3.1. ‘Envisioned’ Success Factors

As acknowledged before, the CBM approach helped to give a holistic view of the operations involved in the present project, which can help to envision/think about the main critical factors that should guide its testing and implementation:
Intuitive user experience: an easy-to-use, intuitive interface will be essential to attract and, most importantly, keep users.
Trust and security: building trust and ensuring the security of user data are essential; it protects confidential information and promotes a safe environment for transactions and negotiation.
Customer support and continuous feedback: providing excellent customer support and being open to user feedback are crucial, to gather information for constantly improving the offer.

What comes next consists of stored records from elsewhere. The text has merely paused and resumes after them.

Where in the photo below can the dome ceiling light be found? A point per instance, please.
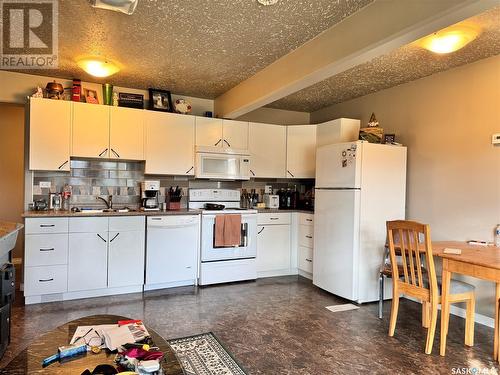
(124, 6)
(450, 39)
(98, 66)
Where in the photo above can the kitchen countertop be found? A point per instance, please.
(282, 211)
(183, 211)
(50, 213)
(6, 227)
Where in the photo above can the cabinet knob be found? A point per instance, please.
(63, 164)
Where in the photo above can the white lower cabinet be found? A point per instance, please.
(126, 258)
(83, 257)
(88, 261)
(273, 245)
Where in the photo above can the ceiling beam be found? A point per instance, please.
(377, 29)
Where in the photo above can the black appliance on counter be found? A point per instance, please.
(7, 294)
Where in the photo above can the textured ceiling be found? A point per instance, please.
(403, 65)
(191, 47)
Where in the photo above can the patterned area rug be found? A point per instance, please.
(205, 355)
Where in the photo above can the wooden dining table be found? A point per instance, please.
(478, 261)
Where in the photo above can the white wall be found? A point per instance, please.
(276, 116)
(446, 120)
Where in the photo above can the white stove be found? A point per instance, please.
(232, 263)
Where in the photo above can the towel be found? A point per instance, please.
(227, 230)
(232, 230)
(220, 221)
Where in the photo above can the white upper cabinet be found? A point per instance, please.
(126, 133)
(50, 132)
(235, 134)
(215, 132)
(208, 132)
(301, 151)
(90, 136)
(267, 146)
(169, 143)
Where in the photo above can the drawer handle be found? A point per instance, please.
(63, 164)
(98, 235)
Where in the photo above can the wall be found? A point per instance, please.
(17, 86)
(90, 178)
(276, 116)
(12, 167)
(446, 120)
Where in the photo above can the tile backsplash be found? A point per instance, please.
(121, 179)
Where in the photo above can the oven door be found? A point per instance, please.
(247, 249)
(222, 166)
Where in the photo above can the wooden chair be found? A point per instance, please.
(412, 240)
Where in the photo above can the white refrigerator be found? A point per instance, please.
(359, 186)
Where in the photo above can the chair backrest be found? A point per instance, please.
(411, 240)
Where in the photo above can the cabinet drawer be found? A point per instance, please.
(306, 219)
(45, 280)
(281, 218)
(306, 236)
(305, 259)
(88, 224)
(127, 224)
(46, 249)
(46, 225)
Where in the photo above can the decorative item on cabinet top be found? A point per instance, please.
(160, 100)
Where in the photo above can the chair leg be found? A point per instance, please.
(426, 314)
(381, 296)
(432, 328)
(469, 322)
(394, 310)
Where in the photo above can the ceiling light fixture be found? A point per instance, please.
(98, 66)
(267, 2)
(450, 39)
(124, 6)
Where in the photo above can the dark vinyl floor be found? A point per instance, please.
(277, 326)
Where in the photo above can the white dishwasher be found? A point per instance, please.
(172, 251)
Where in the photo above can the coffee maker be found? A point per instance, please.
(150, 191)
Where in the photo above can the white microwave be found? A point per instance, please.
(222, 164)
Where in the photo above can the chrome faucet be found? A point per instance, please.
(108, 202)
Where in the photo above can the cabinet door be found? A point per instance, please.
(235, 134)
(169, 144)
(273, 248)
(208, 132)
(301, 151)
(126, 139)
(87, 261)
(267, 146)
(50, 129)
(126, 258)
(90, 135)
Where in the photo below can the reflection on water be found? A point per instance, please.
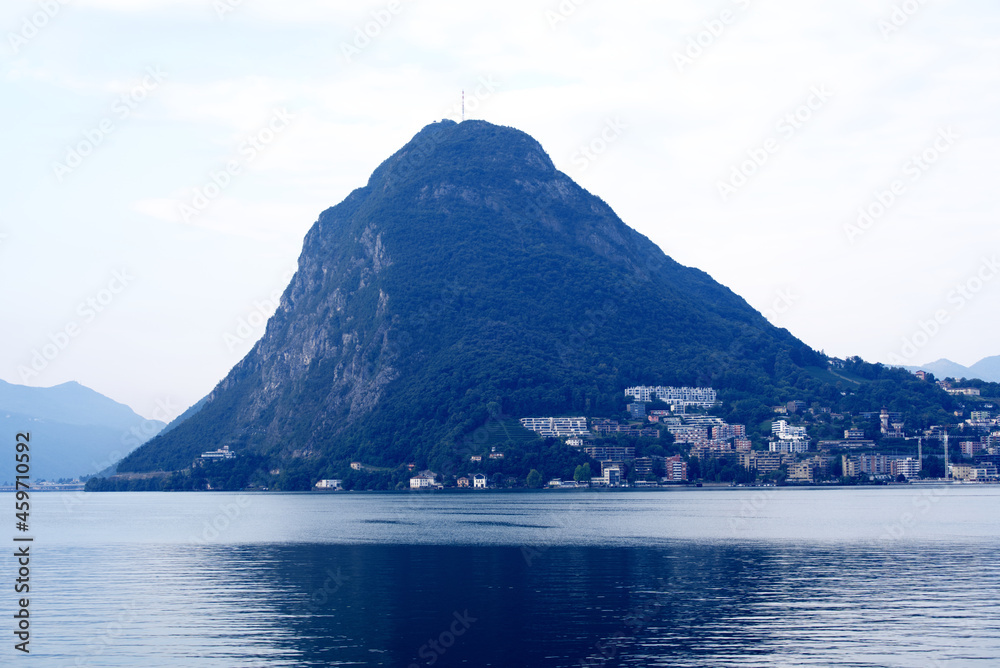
(508, 592)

Relevant functionalities and resources: to facilitate the connection between the interested parties, where updates and orientation to user expectations are very important.
Effective marketing: services need to be advertised assertively and effectively to the target audience; marketing strategies such as target advertising campaigns, social media presence and partnerships will be relevant for brand awareness
Strategic partnerships with other companies, incubators or investors will bring benefits to the credibility and visibility of the brand.

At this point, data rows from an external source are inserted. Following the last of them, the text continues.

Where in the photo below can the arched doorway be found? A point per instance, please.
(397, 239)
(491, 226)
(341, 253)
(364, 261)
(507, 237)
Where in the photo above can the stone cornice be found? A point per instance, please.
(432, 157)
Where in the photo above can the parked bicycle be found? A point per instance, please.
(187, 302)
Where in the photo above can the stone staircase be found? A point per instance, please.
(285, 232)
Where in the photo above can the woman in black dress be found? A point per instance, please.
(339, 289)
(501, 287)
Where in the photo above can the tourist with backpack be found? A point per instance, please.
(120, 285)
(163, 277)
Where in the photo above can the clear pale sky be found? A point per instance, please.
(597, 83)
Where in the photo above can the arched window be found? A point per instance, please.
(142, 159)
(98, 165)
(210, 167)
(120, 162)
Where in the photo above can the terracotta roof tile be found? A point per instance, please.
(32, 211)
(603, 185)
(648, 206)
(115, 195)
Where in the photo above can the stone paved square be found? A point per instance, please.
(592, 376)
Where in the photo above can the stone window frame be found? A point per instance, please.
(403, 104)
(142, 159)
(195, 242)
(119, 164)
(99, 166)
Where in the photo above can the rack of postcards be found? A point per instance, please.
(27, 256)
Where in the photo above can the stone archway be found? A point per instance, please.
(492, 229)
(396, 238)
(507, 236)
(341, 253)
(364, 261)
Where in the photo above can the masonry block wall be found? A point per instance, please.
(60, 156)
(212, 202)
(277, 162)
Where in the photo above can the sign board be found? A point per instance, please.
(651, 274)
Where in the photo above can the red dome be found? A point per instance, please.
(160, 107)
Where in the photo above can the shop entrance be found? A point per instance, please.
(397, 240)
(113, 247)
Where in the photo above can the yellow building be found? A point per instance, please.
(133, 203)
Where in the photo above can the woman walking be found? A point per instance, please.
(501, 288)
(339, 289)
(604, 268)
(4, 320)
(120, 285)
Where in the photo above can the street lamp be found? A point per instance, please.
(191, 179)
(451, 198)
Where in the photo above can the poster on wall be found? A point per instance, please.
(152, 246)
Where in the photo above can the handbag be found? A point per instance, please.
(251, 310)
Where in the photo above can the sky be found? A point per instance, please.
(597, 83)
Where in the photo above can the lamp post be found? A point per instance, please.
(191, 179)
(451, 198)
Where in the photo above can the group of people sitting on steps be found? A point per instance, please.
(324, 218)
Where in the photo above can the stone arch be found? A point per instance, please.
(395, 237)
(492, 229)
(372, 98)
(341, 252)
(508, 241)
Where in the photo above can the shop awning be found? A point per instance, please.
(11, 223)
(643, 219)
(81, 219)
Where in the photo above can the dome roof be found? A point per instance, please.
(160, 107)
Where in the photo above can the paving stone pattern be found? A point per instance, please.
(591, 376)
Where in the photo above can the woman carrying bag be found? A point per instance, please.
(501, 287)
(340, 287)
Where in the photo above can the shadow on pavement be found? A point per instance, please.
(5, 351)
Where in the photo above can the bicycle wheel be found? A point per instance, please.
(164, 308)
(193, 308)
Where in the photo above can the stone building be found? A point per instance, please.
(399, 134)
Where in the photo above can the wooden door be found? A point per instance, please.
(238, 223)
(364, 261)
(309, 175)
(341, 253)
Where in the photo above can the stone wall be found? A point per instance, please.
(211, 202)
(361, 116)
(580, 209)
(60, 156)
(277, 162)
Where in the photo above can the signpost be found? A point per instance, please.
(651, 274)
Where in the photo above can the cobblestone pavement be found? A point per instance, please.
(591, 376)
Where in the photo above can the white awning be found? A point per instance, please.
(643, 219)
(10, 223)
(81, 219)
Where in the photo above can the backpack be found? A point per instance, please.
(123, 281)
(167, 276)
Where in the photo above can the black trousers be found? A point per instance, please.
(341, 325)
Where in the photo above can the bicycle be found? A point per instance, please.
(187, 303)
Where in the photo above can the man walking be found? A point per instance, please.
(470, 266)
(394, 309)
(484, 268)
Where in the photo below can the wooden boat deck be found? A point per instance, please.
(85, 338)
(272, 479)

Price: must be compatible with the brand image, perceived quality and amounts charged by competitors; it is essential that the price is consistent with the benefit and quality offered.

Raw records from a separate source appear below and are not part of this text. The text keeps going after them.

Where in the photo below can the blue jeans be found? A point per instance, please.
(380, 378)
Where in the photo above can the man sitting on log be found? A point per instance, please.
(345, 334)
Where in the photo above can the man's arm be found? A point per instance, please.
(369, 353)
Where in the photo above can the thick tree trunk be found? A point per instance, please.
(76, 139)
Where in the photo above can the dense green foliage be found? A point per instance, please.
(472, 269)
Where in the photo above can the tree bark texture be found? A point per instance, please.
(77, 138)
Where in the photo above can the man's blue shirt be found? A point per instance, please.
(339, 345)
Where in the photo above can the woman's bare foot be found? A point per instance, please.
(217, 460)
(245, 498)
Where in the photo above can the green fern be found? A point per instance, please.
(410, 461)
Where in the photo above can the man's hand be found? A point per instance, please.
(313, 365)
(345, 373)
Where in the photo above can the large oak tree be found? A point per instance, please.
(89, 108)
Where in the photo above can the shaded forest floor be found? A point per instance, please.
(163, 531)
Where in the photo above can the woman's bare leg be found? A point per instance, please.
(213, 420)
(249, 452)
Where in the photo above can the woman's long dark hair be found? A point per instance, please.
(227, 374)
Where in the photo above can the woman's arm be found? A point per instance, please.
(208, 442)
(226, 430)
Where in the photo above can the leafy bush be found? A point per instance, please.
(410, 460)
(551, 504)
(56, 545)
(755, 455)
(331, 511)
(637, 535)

Sustainability and social responsibility: actions aimed at environmental sustainability and social responsibility will be relevant; they influence the company’s growth, culture and image.
Process control and quality: internal management and the image perceived by customers will depend on process control and quality tools.
Considering the business characteristics and critical success factors mentioned above, an internal and external diagnosis was then carried out (Table 3).
Tri-Collab can be considered a competitive strategy of concentration with differentiation (according to Porter’s competitive advantage matrix [15]). This approach means a concentration of efforts towards a specific market niche, where different benefits and resources are offered to each type of user with the main objective of standing out from competition.
Its Value Proposition is essentially focused on the experience of each user, based on the principle that the platform should be used in a simple, fast and interactive way, in addition to an affordable cost in view of the benefits obtained. It was designed to respond to customer expectations through functionalities, such as quick search (by parameters and filters) of various types of profiles, extra options of verified profiles, notifications for calls of acceleration/incubation programs, or tutorials on entrepreneurship.
As key benefits, it stands out from the competition for integrating a wide geographic coverage, which leads to resource savings and greater profile visibility and the aggregation of ecosystem agents on a single platform connecting investors, entrepreneurs and talent in a simple, fast and secure way. As Figure 5 illustrates, we envision the Tri-Collab solution as follows:
The reference channel of the national entrepreneurial ecosystem;
The main facilitator between businesses, talents, and investors.
In the medium–long term, we envision it as a tool that:
Involves all national institutions that support startups and a considerable share of professional and private investors, including university projects and talents;
Has official support from relevant public entities (such as Startup Portugal or Portugal Ventures);
Is specialized in consulting and intermediation services to raise financing.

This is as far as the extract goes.